James arrived from Nigeria two years ago on a teaching fellowship. He has a first-class degree in Mathematics, genuine enthusiasm for the subject, and absolutely no idea what to do about the twelve students in Row 3 who look at him every day like he is speaking a language they have never heard.
The experienced teachers around him make it look effortless. They seem to know instinctively when a student is confused, when to push harder, when to slow down. James doesn't have those instincts yet. He knows his subject. He doesn't yet know his students.
His first year is humbling. His assessments are either too easy or too hard. His lesson pacing is off. He gives the same explanation three times and still loses half the class. He stays late, works weekends, and still feels like he is failing the children who need him most.

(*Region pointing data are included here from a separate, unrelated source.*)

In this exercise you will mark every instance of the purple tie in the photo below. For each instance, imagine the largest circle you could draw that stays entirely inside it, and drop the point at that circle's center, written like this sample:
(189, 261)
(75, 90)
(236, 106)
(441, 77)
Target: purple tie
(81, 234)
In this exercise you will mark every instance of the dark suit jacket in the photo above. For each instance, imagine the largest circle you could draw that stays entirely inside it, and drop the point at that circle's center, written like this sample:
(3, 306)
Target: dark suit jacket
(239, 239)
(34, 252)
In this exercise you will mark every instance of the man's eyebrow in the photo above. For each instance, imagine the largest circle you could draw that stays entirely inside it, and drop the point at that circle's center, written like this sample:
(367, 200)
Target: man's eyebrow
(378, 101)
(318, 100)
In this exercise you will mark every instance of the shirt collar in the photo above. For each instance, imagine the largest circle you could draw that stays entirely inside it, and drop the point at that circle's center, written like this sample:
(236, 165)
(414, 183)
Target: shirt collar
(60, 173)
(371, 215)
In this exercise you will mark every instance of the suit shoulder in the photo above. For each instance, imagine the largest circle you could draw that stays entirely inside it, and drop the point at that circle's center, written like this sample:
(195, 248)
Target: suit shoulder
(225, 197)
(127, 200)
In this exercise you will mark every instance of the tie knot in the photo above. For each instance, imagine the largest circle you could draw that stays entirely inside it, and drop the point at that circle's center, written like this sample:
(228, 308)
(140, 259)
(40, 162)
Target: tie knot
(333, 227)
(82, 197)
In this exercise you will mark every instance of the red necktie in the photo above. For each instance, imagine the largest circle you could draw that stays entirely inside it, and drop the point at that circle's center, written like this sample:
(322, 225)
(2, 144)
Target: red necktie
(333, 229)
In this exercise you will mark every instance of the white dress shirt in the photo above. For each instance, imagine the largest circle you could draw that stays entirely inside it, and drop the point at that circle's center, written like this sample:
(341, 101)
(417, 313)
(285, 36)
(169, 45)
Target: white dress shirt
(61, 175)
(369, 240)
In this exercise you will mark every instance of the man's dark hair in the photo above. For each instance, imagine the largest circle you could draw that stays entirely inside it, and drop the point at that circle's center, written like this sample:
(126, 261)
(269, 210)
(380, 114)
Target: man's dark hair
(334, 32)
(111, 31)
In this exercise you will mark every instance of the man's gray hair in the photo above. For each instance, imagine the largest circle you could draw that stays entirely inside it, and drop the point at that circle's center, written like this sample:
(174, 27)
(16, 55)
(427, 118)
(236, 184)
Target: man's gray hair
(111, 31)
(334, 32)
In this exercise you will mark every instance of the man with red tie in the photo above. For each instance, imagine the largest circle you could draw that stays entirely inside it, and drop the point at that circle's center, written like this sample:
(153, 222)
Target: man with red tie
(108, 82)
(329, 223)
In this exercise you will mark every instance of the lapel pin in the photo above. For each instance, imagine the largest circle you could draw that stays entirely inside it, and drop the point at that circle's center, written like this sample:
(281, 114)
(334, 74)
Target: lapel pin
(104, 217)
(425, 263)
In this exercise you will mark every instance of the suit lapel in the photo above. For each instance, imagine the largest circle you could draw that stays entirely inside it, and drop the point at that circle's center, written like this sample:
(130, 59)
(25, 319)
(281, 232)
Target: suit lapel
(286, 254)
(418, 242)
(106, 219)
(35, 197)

AIRS becomes, quietly, the mentor he doesn't have.
Morpheus shows him his class's knowledge state in a way he can actually act on. Not vague observations — specific data. Kavya has a strong conceptual grasp but weak procedural fluency. Daniel is the opposite — he can execute the method but doesn't understand why it works. Three students in the middle rows have a gap in fractions that is affecting everything they do with algebra.
James builds his lesson differently now. He knows before he walks into class who needs what. Cypher handles the individual practice and questioning, adapting to each student's level, while James works the room — spending his limited human attention where it matters most.
By his second year, James has stopped feeling like he is improvising. He has a system. And the system makes him look — and feel — like the teacher he always wanted to be.